J’ai souri avec indulgence. Ça avait l’air amusant, mais un peu neuneu.

Quelques années plus tard, je garde le souvenir d’un extrait de film passé à Monsieur Cinéma, l’émission de Pierre Tchernia. Un laitier se faisait vamper par une capiteuse créature en peignoir et la suivait chez elle pour se retrouver… enfermé dans une pièce avec d’autres laitiers. Pataquesse, ça s’appelait. Ça avait l’air rigolo et je serais bien allé le voir, mais le film, à ma connaissance, a eu en France une diffusion confidentielle qui ne comprenait pas Bordeaux.

Il aura fallu la sortie de Sacré Graal! pour que je voie enfin les Monty Python, qui étaient évidemment les types qui avaient signé cette émission qu’adorait Andrew et dont Pataquesse avait été une sorte de best-of. Depuis, c’est l’amour — y a pas d’autre mot.

Il y a des gens que j’aime profondément, les Python sont de ceux-là. J’ai une grande quantité de livres, de disques (les vinyles et les CD), de cassettes VHS enregistrées, de DVD et désormais de Blu-Ray.

Alors, évidemment Monty Python, the Truth (almost), DVD/Blu-Ray sorti pour le quarantième anniversaire du Flying Circus, je ne pouvais pas le rater. J’ai commencé à regarder (six épisodes d’à peu près une heure chacun, quand même) et je me régale. J’ai beau avoir lu et relu le récit de leurs parcours respectifs et de leur rencontre (notamment dans le massif The Pythons’ Autobiography By The Pythons), le premier épisode, qui traite du sujet, reste un peu magique tandis qu’on voit se mettre en place tout leur trajet: leurs parents, leurs enfances, les études, Oxford ou Cambridge pour les Britanniques de l’équipe, une université américaine pour l’Américain Gilliam, qui plaque tout pour travailler avec Harvey Kurtzmann; la découverte du Goon Show, les diverses rencontres (les Oxford d’un côté, les Cambridge de l’autre et entre les deux, Gilliam et le Bonzo Dog Doo-Dah Band). Des témoignages, des documents d’époque, on voit graduellement se disposer un contexte, des influences, une philosophie.

Montrinity

Dans le deuxième épisode, c’est le Flying Circus, le temps béni où un cadre de la BBC pouvait donner à une équipe de quasi inconnus un créneau et un budget pour tourner une série de treize émissions d’une demi-heure, comme ça (à mettre en parallèle avec un billet récent de Christopher Fowler furieux de voir un projet télé original rejeté par la BBC en faveur d’une nouvelle adaptation d’Emma de Jane Austen). Les débuts difficiles, l’angoisse de faire une émission dans un total silence, le public troisième âge de la première émission, et la divine surprise, la découverte graduelle qu’il y avait des gens qui regardaient!

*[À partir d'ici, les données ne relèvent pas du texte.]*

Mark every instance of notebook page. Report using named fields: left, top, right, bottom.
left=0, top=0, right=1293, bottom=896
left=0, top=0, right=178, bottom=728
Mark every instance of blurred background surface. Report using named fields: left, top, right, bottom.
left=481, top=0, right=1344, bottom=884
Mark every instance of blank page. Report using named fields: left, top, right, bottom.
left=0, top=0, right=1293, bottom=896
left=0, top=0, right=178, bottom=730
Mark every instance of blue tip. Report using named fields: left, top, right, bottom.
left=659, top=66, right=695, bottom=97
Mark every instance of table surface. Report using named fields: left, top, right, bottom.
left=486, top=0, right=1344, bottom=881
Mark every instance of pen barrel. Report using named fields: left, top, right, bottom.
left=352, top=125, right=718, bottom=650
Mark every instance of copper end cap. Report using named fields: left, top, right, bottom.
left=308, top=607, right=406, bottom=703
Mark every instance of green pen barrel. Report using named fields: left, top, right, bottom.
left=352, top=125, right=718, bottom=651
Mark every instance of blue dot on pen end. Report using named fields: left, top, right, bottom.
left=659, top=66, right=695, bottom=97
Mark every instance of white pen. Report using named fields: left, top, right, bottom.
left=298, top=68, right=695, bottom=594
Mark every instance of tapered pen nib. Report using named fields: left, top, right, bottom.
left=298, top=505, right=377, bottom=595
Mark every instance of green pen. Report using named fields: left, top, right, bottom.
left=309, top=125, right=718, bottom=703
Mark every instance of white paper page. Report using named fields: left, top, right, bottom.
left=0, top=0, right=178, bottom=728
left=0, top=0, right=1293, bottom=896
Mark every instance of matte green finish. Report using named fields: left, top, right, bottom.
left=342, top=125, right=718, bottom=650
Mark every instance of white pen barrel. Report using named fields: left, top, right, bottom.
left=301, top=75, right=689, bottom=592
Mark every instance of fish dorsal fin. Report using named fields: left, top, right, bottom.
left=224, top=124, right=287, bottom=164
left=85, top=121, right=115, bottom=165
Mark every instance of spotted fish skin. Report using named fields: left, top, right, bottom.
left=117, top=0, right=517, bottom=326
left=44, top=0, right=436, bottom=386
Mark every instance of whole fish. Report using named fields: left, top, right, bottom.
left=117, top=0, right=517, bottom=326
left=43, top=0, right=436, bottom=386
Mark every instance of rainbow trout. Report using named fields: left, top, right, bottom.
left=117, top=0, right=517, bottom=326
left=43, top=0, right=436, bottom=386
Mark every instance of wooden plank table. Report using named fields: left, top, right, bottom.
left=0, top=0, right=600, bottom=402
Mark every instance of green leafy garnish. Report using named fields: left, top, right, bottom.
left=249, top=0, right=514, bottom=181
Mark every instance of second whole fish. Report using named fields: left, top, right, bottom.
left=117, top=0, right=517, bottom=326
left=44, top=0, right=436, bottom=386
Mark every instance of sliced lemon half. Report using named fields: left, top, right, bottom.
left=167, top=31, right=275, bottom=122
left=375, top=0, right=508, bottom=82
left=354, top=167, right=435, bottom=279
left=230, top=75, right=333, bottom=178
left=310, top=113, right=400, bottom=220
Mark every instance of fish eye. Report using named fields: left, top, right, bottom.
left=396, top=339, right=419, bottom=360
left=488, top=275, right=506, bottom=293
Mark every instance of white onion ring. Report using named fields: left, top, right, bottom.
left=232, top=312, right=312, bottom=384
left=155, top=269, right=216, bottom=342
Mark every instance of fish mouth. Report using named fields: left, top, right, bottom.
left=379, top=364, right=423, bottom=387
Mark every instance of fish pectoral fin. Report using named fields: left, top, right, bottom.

Dans le troisième épisode, on aborde les problèmes internes, la répartition du travail, les clashes de caractères, principalement Cleese contre Jones. Avec des commentaires, des témoignages de fans célèbres (pêle-mêle Dan Aykroyd, Steve Coogan, Simon Pegg, et j’en passe), la difficile question Quel est le meilleur sketch des Python?, ce qui permet de voir des extraits du sketch du Perroquet mort, de la Danse des poissons giffleurs (Sanjeev Bhaskar déclare, et je me demande s’il n’a pas raison, que des clips de la Danse des poissons giffleurs parachutés sur les zones de conflit pourraient avoir des effets déterminants pour arrêter la guerre et unir les gens dans un éclat de rire — il cite en exemple sa réconciliation avec son père autour de ce sketch). L’émission ne fait pas l’impasse sur les conflits, on sent encore une certaine mauvaise humeur sur certains sujets.

Il me reste trois épisodes à visionner, pour aborder le virage vers le cinéma, puis l’éclatement du groupe. Mais d’ores et déjà, je ne saurais décrire tout le plaisir que j’ai pris à revoir des sketches que je connais par cœur (ah, la leçon de burlesque avec le jet de tartes à la crème) et à entendre cet historique d’un groupe que je place au plus haut de mes références.